Im Publikum saßen mehrere Klassen aus dem sozialpädagogischen Bereich. Zwischen Lachen und Nachdenken ging es um Akzeptanz, Ausgrenzung und den offenen Umgang mit Sexualität.
Wie spricht man über Homosexualität, ohne dass es trocken oder belehrend wirkt? Deutschlands erster und einziger „Homologie-Lehrer“ Malte Anders zeigte es den Schülerinnen und Schülern der Beruflichen Schulen (Klassen 10BFE, 10BFS1, 11HBS1 und 11HBS2) auf eindrucksvolle Weise. Rund 40 Minuten lang verwandelte er das Forum in ein kabarettistisches Klassenzimmer, das Unterhaltung mit klarer Haltung verband.
Entlang bekannter Schulfächer nahm Malte Anders sein Publikum mit auf eine Reise durch das Thema Vielfalt: Im Fach Biologie etwa erläuterte er humorvoll Phänomene der Homosexualität im Tierreich und räumte mit dem Vorurteil auf, Gleichgeschlechtlichkeit sei „unnatürlich“. In Erdkunde wurde der Ton ernster. Im weltweiten Vergleich zeigte er die drastischen Unterschiede auf – von der Androhung der Todesstrafe in Ländern wie Nigeria bis hin zur liberalen Gesetzgebung in den Niederlanden.
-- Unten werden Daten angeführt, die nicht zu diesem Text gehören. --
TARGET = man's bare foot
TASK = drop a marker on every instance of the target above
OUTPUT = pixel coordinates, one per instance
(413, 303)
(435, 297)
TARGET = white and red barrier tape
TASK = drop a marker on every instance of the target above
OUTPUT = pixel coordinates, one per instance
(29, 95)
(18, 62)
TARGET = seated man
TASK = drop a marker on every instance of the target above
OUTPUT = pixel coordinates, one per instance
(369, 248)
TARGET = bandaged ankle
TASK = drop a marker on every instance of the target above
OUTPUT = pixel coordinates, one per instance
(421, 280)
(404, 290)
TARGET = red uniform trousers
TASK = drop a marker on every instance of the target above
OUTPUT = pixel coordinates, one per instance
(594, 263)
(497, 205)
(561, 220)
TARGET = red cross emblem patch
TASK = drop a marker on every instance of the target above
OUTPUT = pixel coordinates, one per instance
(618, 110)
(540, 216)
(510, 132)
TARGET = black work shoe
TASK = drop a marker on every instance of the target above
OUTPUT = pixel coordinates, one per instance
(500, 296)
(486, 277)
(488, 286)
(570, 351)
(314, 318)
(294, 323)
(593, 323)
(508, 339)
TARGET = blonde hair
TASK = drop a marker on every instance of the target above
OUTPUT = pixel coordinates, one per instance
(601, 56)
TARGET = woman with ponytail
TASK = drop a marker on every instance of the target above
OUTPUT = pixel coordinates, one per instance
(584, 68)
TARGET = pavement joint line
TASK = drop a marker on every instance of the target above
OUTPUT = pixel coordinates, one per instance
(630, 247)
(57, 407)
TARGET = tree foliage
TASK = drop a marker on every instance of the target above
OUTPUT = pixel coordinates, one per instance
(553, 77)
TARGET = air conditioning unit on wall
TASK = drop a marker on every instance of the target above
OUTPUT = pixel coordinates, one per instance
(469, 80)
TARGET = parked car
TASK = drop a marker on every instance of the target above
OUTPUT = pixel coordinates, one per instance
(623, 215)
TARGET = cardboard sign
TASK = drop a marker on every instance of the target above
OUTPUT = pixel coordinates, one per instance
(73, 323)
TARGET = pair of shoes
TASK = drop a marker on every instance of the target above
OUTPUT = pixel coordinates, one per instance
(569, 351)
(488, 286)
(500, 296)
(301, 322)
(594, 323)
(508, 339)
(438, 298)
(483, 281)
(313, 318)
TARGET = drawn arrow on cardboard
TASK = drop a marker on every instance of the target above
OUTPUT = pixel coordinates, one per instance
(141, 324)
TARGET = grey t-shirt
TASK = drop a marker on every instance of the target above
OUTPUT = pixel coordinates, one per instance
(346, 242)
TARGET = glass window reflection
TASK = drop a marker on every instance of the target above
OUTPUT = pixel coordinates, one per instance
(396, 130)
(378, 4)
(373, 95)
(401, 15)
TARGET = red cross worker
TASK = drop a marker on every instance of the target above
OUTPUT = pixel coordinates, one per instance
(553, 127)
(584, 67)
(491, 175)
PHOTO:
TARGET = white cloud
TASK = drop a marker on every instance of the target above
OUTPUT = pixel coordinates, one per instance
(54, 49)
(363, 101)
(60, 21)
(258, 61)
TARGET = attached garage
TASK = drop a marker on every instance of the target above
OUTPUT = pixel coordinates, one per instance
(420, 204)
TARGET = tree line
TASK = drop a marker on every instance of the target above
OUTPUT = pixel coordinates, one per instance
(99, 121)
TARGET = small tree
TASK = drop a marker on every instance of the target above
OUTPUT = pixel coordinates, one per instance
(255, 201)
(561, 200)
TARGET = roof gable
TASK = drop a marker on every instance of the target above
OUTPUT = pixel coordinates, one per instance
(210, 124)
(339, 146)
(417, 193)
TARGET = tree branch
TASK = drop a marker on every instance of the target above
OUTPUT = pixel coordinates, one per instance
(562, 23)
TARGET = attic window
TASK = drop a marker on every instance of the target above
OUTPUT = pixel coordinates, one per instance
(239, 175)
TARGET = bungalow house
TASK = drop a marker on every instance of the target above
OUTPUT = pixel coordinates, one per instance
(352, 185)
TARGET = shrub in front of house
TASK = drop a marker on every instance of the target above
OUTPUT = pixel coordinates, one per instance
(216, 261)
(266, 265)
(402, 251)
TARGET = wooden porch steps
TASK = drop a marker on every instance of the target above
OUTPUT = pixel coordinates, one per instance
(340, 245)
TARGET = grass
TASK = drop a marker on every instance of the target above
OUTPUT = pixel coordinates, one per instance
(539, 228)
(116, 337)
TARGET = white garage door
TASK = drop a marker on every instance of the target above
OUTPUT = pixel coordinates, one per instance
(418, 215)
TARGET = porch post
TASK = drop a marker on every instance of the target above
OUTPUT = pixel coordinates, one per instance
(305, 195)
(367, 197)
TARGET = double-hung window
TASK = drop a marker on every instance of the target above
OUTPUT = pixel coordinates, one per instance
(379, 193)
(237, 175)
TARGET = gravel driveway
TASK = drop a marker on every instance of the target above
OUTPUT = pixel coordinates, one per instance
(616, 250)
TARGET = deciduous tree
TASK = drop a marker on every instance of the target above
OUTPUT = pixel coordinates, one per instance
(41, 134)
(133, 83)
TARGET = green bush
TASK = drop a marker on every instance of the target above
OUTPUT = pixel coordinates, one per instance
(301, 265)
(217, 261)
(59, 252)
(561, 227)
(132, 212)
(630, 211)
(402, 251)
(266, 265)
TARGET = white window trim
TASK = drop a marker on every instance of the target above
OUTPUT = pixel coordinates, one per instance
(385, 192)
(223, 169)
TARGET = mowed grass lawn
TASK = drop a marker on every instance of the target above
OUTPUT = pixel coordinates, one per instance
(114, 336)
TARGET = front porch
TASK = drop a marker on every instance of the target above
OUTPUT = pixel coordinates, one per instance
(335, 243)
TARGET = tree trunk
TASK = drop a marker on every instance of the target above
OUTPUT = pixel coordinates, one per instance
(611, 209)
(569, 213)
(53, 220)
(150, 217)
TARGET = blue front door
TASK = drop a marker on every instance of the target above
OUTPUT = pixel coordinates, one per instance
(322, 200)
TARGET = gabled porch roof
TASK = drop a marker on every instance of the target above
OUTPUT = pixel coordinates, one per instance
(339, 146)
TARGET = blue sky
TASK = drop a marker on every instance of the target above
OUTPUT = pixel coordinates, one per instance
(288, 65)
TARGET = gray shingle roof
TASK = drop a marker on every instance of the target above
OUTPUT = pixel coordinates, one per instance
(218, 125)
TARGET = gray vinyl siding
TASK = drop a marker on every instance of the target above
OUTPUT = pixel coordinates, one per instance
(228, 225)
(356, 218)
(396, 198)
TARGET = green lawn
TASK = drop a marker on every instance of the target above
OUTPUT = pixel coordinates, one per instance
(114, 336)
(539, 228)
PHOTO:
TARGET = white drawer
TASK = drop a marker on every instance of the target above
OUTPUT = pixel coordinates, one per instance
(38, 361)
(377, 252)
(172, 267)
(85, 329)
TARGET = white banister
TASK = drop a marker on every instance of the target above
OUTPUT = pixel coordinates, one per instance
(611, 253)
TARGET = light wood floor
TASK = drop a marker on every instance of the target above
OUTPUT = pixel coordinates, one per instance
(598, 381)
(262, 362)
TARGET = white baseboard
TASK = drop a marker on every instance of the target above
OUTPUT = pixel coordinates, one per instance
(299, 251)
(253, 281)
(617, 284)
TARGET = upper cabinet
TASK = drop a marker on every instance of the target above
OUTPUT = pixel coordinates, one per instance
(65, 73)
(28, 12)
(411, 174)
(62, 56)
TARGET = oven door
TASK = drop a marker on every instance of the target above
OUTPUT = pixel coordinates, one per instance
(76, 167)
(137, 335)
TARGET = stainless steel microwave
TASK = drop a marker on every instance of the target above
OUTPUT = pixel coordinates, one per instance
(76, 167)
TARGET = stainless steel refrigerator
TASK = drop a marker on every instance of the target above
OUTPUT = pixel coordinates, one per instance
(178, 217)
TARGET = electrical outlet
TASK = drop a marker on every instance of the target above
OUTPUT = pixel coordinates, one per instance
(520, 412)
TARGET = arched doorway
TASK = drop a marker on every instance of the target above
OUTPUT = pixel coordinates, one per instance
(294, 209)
Im Anschluss an den Bühnenauftritt folgte ein intensiver Austausch. Über anonym ausgefüllte Zettel konnten die Jugendlichen Fragen stellen, die ihnen auf dem Herzen lagen: „Wann hast du gemerkt, dass du schwul bist?“ oder „Was ist das Schlimmste, das jemand mal zu dir gesagt hat?“ Malte Anders begegnete auch expliziten und direkten Fragen extrem souverän, persönlich, humorvoll und selbstbewusst. Er machte deutlich, wie er persönlich mit Kritik und Ablehnung umgeht: „Wenn mich jemand beleidigt, habe nicht ich ein Problem, sondern derjenige, der mich offenbar nicht aushält.“ Gleichzeitig zog er klare Grenzen. Auf die Frage nach extremen Anfeindungen berichtete er offen, dass ihn nach Auftritten auch schon Morddrohungen erreicht hätten. In solchen Fällen verstehe er keinen Spaß: Solche Vorfälle bringe er konsequent zur Anzeige, und die Polizei kümmere sich darum.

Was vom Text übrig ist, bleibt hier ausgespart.